My goal is to find the point where scale-free networks become indistinguishable from random (non-scale-free) networks.

I would expect something like the binomial distribution to be implemented for comparison using distribution_compare(). Is there a specific reason it wasn't implemented?

For example I tried the following code to distinguish between an obviously scale-free network and an obviously non-scale-free network (both with similar numbers of nodes/edges):

non_sf_graph = nx.gnp_random_graph(10000, 0.002)
sf_graph = nx.barabasi_albert_graph(10000, 10)
fitpl = powerlaw.Fit(list(sf_graph.degree().values()))
fitnpl = powerlaw.Fit(list(non_sf_graph.degree().values()))

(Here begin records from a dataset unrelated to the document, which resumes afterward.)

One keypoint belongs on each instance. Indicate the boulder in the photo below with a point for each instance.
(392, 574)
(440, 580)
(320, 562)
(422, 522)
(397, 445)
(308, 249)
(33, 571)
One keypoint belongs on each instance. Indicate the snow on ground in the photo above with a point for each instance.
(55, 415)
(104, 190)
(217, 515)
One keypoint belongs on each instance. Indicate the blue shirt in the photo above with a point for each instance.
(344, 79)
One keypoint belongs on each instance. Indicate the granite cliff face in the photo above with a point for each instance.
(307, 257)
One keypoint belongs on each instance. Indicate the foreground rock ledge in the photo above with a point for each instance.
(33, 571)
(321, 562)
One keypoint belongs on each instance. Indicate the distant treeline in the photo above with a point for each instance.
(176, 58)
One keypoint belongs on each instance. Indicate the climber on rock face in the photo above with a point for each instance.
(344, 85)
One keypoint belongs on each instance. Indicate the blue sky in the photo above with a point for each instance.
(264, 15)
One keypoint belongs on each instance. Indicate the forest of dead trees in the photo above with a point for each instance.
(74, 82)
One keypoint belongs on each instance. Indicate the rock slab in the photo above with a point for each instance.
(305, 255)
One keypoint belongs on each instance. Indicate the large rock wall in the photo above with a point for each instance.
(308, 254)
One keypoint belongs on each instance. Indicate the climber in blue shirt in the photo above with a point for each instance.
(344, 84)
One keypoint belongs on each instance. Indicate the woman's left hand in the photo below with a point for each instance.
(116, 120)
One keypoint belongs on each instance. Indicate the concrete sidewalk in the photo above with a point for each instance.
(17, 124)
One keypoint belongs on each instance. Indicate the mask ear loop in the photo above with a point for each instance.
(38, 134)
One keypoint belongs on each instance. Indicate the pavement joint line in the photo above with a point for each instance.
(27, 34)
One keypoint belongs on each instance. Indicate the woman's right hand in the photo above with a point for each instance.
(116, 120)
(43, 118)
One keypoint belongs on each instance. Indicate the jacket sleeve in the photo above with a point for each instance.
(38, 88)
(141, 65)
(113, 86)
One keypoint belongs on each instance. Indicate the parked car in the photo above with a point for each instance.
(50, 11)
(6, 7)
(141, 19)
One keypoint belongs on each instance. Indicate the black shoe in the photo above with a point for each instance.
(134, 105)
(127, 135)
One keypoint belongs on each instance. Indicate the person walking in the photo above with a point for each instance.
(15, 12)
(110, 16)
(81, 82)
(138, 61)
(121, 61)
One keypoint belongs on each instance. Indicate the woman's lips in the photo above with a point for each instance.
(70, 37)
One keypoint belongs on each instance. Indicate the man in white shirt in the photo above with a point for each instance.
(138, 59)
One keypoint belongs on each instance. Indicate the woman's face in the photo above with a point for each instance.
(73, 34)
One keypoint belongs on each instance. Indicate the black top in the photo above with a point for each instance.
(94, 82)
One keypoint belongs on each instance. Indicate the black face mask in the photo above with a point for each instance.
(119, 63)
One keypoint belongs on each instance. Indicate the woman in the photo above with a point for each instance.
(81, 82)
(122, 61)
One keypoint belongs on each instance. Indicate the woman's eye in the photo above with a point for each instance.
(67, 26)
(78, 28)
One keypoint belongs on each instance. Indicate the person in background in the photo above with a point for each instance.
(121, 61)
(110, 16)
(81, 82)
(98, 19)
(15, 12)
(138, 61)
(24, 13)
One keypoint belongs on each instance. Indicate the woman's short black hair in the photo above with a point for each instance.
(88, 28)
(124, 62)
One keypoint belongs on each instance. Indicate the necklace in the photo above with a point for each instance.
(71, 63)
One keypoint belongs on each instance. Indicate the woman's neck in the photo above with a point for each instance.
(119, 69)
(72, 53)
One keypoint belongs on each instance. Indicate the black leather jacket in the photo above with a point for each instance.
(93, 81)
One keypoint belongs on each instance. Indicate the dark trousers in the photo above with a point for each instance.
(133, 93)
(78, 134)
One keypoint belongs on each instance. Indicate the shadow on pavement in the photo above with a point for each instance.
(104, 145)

for dist in fitpl.supported_distributions.keys():
    print(dist)
    fitpl.distribution_compare('power_law', dist)
    fitnpl.distribution_compare('power_law', dist)

The output suggested that none of the implemented distributions provided a tool to discern between an preferential attachment model and a gnp random graph:

lognormal
(-0.23698971255249646, 0.089194415705275421)
(-20.320811335334504, 3.9097599268295484e-92)
exponential
(511.41420648854108, 7.3934851812182895e-23)
(24.215231521373582, 3.7251410948652104e-08)
truncated_power_law
(3.3213949937049847e-06, 0.99794356568650555)
(3.1510369047360598e-07, 0.99936659460444144)
stretched_exponential
(16.756797270053454, 1.6505119872120265e-05)
(8.7110005915424153, 8.7224098659112012e-05)
lognormal_positive
(30.428201968820289, 1.7275238929002278e-07)
(6.7992592335974233, 5.4945477823229749e-06)

I am asking as i am no statistics expert and I might not see the significance of all the available distributions. But they seem to fail this basic example. I would be happy to help implement a distribution, that successfully fits a random gnp network. Or are there some limitations which make this hard/impossible?

[jeffalstott]

Thanks for using powerlaw, David!

Your intuitions are good. However, try plotting the two degree distributions so you see the data you're asking the statistical test to deal with. Particularly try plotting both the PDF and the CCDF, then overlay powerlaw's best fit lines (examples of how to do this are in the paper).

[schumannd]

Here are the plotted ccdf (1) and pdf (2) functions of the sf_graph (blue) and non_sf_graph (red)

They don't really seem that similar. Are you saying that detecting a binomial degree distribution is hard/impossible jsut from the pdf or ccdf?

(1) (2)

[schumannd]

Also when looking at graphs i plotted myself, both pdf and ccdf of scale-free and random networks seem to be easily discernible: ccdf_loglog.pdf ccdf.pdf degdist_loglog.pdf degdist.pdf

[jeffalstott]

Great! Now plot the fitted power law for fitnpl. I.e. fitnpl.power_law.plot_pdf(), IIRC (which I may not)

[schumannd]

I don't think this is necessary. I can see that a statistical test could fit a power law to this graph.

My question is however why we don't use a binomial distribution for comparison, which would fit the graph unarguably better than a power_law. It would be close to a perfect fit on all data points. Look eg at ccdf_loglog.pdf. For a power law to fir that curve it would have to choose a pretty high min_x and would still not hit the data points in a better way than the actual original distribution (binomial) would.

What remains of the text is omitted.